Sir Arthur Wynne Morgan Bryant, CH, CBE (18 February 1899 – 22 January 1985)

The King offers something to which the loyalty of a nation, its noblest attribute, may attach. In his person he appeals to the imagination of his subjects; he represents for them all they mean by the sacred word of country, the land of their fathers, their homes, their laws, their liberties. A Parliament, a Council, a Committee, however sensibly and well constituted, can never raise the same passionate and unthinking sentiment of love and devotion as can a King. If a nation is to live, its citizens must be ready to sacrifice all in its service. But for every ten men who would die for their County Council, there are ten thousand who would offer their lives for their King. ‘I cannot contain myself within my door,# wrote Sir Bevil Grenville, ‘when the King of England’s standard waves in the field upon so just occasion—the cause being such as must make all those who die in it little inferior to martyrs. And, for my own, I desire to acquire an honest name or an honourable grave.’ It is this spirit which the State must desire to see in all its citizens; the throne, the sceptre and the crown, can alone inspire it.
    

The King stands for that continuity in human affairs which men, in the pathetic transience of their own lives, so earnestly desire. For, though the life of the King as an individual is as fugitive as any man’s, the life of the King as an institution is enduring. The holder of the title dies: a new King is that very instant of time takes his place. ‘The King is dead,’ the herald cries, ‘God save the King’. The prayer that God may save the King—‘Long may he reign’—is not for the living King alone, but for all the Kings of England, for that long line which for over a thousand years has given to all things English unbroken continuity, has preserved our laws and liberties and given to loyalty a watchword and a rallying point—an English institution, as old and undying as the nation itself. Death comes alike to the bearer of the Crown as to the subject:



This is a sleep
That from this golden rigol hath divorced
So many English kings:--

But in the monarchy itself, the wisdom of our forefathers has left us something ‘which is not for time’s throwing’, and which, in a world of things transient, perpetuates its benefits from generation to generation.

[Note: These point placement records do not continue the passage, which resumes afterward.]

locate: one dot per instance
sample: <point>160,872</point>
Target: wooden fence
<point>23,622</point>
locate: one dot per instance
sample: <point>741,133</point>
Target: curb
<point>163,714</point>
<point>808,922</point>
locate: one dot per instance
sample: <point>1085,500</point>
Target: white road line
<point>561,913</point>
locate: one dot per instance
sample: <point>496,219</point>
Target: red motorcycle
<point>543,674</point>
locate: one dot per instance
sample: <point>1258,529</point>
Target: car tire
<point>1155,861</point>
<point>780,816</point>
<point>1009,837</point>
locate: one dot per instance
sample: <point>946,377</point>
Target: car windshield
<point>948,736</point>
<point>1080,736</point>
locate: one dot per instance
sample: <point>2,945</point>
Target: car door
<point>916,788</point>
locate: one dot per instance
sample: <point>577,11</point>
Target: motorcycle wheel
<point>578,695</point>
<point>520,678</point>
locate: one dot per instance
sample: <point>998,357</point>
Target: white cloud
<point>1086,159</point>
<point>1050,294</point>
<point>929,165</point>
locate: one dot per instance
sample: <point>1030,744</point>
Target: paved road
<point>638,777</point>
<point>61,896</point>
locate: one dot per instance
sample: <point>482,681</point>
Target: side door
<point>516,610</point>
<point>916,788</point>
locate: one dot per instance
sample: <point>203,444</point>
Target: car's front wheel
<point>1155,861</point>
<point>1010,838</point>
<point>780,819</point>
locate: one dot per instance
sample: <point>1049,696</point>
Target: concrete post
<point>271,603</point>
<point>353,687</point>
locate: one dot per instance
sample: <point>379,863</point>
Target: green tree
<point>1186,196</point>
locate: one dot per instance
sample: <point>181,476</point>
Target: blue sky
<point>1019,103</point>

Even in the brief limits of human life, each King affords to his subjects some measure of continuity. The King to-day does not direct the State, but he is the permanent mentor of those who do. They change from Parliament to Parliament, almost from year to year. He alone, during life, does not change. A sovereign, like Queen Victoria, during sixty-four years on the throne, in active and daily touch with every great affair of State and every great man, acquired an unrivalled knowledge of public business. At the end of her reign she was giving to her Ministers the benefit of her vast knowledge and shrewd judgement, gained from her association wit the great men of a previous day who had ruled England before the former were born. In a democratic country where the human agents of Government change so frequently, it is something to have ever at their shoulder the wise and experienced advice of a permanent sovereign.

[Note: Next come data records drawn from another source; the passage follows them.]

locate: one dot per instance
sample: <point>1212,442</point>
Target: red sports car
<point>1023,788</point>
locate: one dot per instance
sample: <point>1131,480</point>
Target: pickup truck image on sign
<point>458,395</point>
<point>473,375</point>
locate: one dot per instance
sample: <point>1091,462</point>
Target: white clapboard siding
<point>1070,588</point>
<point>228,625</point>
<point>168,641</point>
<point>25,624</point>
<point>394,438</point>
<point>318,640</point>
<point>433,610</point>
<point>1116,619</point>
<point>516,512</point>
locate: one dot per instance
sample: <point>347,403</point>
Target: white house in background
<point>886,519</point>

That the crown is hereditary is sometimes held a disadvantage. But since the crown is necessary as a permanent pivot for the forces of government, much would be lost and nothing gained by an elective throne. As it is the King is selected on the same principle as each one of us is selected for his part and place in life—that of birth. He does not have to struggle and push to attain his position and, therefore, does not sustain that loss of natural dignity and generosity, which is too often the price of struggling for place. His position raises no envy and consequently no rift in the Commonwealth, for no one is envious of what can never by any conceivable chance be his. He is avoce faction and above class; and ambition, ‘that last infirmity of noble mind’, cannot touch him, for, though he has much to lose, he has no worldly rank or honour to gain. Through lack of any other, his main interest and ambition must lie in the well-being of his subjects and his position in their eyes. From infancy he is trained, as one set apart for a high calling, for the unusual and exacting duties of his great position.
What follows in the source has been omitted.